Friday, February 12, 2010

The iPad, Adobe and Hulu

One of the biggest criticisms of Apple's iPad is the lack of Flash in the mobile Safari browser. This complaint, which has been around since the 1st generation iPhone, hasn't stopped Apple from selling 70 million iPhone/iPod Touch devices. Recently, Adobe used the fact that it received 7 million requests - in December - to download Flash from iPhone OS devices. While this may seem like a large number, it only accounts for 10% of the devices visiting a site with Flash and trying to download the appropriate plugin. I'm not sure that 7 million number is as significant as Adobe thinks it is.
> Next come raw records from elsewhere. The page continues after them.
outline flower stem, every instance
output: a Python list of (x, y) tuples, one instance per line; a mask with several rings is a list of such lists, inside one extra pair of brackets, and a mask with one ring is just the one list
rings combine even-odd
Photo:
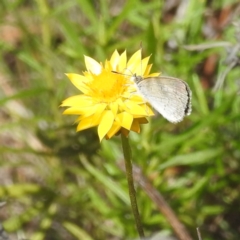
[(138, 206), (137, 206), (136, 192), (134, 189), (133, 174), (132, 174), (131, 148), (129, 145), (128, 138), (123, 133), (121, 134), (121, 137), (122, 137), (123, 155), (124, 155), (124, 160), (125, 160), (126, 177), (127, 177), (127, 181), (128, 181), (128, 190), (129, 190), (129, 196), (130, 196), (133, 216), (135, 219), (139, 237), (144, 237), (143, 227), (142, 227), (142, 223), (141, 223), (141, 219), (140, 219), (140, 215), (139, 215), (139, 211), (138, 211)]

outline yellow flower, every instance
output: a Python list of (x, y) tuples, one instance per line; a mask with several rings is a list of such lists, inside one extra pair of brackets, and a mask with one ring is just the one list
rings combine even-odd
[(154, 113), (136, 92), (131, 75), (158, 76), (159, 73), (149, 74), (152, 67), (148, 64), (149, 58), (142, 59), (139, 50), (127, 61), (126, 51), (120, 55), (115, 50), (105, 64), (85, 56), (87, 71), (83, 75), (66, 74), (82, 92), (61, 105), (69, 107), (64, 114), (79, 115), (77, 131), (98, 126), (100, 141), (120, 131), (126, 136), (129, 131), (140, 132), (140, 124), (147, 123), (146, 117)]

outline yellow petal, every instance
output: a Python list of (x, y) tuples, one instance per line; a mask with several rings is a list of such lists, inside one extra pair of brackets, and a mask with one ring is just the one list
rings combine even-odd
[(133, 116), (127, 112), (122, 112), (118, 114), (117, 116), (117, 122), (123, 127), (126, 128), (127, 130), (131, 129), (131, 125), (133, 122)]
[(86, 95), (76, 95), (65, 99), (61, 106), (71, 106), (71, 107), (89, 107), (93, 104), (93, 99)]
[(151, 69), (152, 69), (152, 64), (148, 64), (146, 69), (145, 69), (145, 72), (143, 73), (143, 76), (147, 77), (148, 74), (150, 73)]
[(146, 118), (138, 118), (137, 121), (138, 121), (140, 124), (148, 123), (148, 120), (147, 120)]
[(99, 64), (96, 60), (93, 58), (90, 58), (88, 56), (84, 56), (85, 58), (85, 65), (89, 72), (92, 72), (96, 75), (100, 74), (102, 71), (102, 66)]
[(112, 113), (114, 114), (114, 116), (116, 116), (117, 112), (118, 112), (118, 103), (112, 102), (112, 103), (110, 103), (109, 107), (110, 107)]
[(91, 117), (82, 119), (77, 126), (77, 132), (91, 128), (91, 127), (95, 127), (99, 124), (99, 122), (100, 122), (99, 116), (95, 116), (95, 118), (91, 116)]
[(123, 73), (124, 69), (127, 68), (127, 53), (126, 50), (120, 55), (117, 71)]
[(119, 53), (117, 50), (114, 51), (113, 55), (111, 56), (110, 63), (112, 65), (112, 70), (116, 71), (117, 70), (117, 65), (119, 62)]
[(100, 141), (105, 137), (108, 131), (111, 129), (114, 121), (114, 115), (112, 111), (104, 111), (102, 114), (102, 118), (100, 124), (98, 126), (98, 136)]
[(121, 133), (122, 133), (124, 136), (128, 137), (128, 135), (129, 135), (129, 130), (127, 130), (127, 129), (125, 129), (125, 128), (121, 128)]
[(134, 131), (136, 133), (140, 133), (140, 124), (138, 119), (134, 119), (133, 124), (131, 126), (131, 131)]
[(92, 115), (96, 111), (96, 106), (90, 106), (90, 107), (70, 107), (66, 109), (63, 114), (68, 115), (82, 115), (85, 113), (88, 113), (88, 115)]
[(75, 73), (67, 73), (66, 75), (71, 80), (72, 84), (82, 93), (87, 93), (89, 91), (88, 87), (86, 86), (86, 83), (89, 81), (88, 78)]
[(151, 73), (150, 75), (148, 75), (147, 77), (159, 77), (161, 75), (161, 73)]

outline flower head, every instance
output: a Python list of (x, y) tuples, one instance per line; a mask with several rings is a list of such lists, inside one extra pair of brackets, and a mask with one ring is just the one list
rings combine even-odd
[(104, 64), (85, 56), (87, 71), (83, 75), (66, 74), (82, 93), (61, 104), (68, 107), (64, 114), (79, 115), (77, 131), (98, 126), (100, 141), (120, 131), (125, 135), (129, 131), (140, 132), (140, 124), (147, 123), (146, 117), (154, 113), (136, 92), (131, 75), (158, 76), (159, 73), (149, 74), (152, 67), (149, 58), (142, 59), (139, 50), (127, 61), (126, 51), (119, 54), (115, 50)]

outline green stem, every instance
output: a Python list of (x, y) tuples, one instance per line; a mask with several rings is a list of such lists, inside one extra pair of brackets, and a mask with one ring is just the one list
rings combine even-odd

When objecting to the lack of Flash, most blogs and pundits point to the inability to watch content from Hulu. Hulu has in fact become the rallying cry for iPad-bashers. I agree Hulu is a great site for watching high-quality content from network television and would be a killer app for the iPad. As the story below points out, getting content from Hulu onto the iPad may not be as technically challenging as it may seem. By the time the iPad ships, I suspect that Hulu will have either modified their site to iPad-friendly or will launch a dedicated iPhone/iPad app.

Hulu Could Still Launch On The iPad
Putting Hulu on the iPad boils down to a business decision, not a technical one. Getting Hulu to work on the iPad would not take as much work as some might expect. The biggest challenge to getting a large video library to play on the iPad (or iPhone) is to convert the underlying video files to the H.264 standard. Fortunately for Hulu, its videos are already encoded in H.264 and have been since the summer of 2008. So it doesn’t have to go back and re-encode all of its videos. But on the front-end, it would have to create a non-Flash player (Flash plays videos encoded in H.264 as does the Quicktime player on the iPad and iPhone).

Getting Hulu’s videos to play on the iPad is not that big a deal. They could just do what YouTube does and pop open the Quicktime player when a viewer tries to click on a video in their browser. But making people switch applications every time they want to watch a video isn’t the best experience. Hulu could rectify that in two ways: build a custom iPad/iPhone app with its own player, or rewrite its site in Javascript for the iPad/iPhone browser.

1 comment:

Bruce Princeton said...

My initial reaction when I saw the Apple iPad was confusion. What functionality does this device offer over and above the Apple iPhone? And what market is Apple aiming this device at?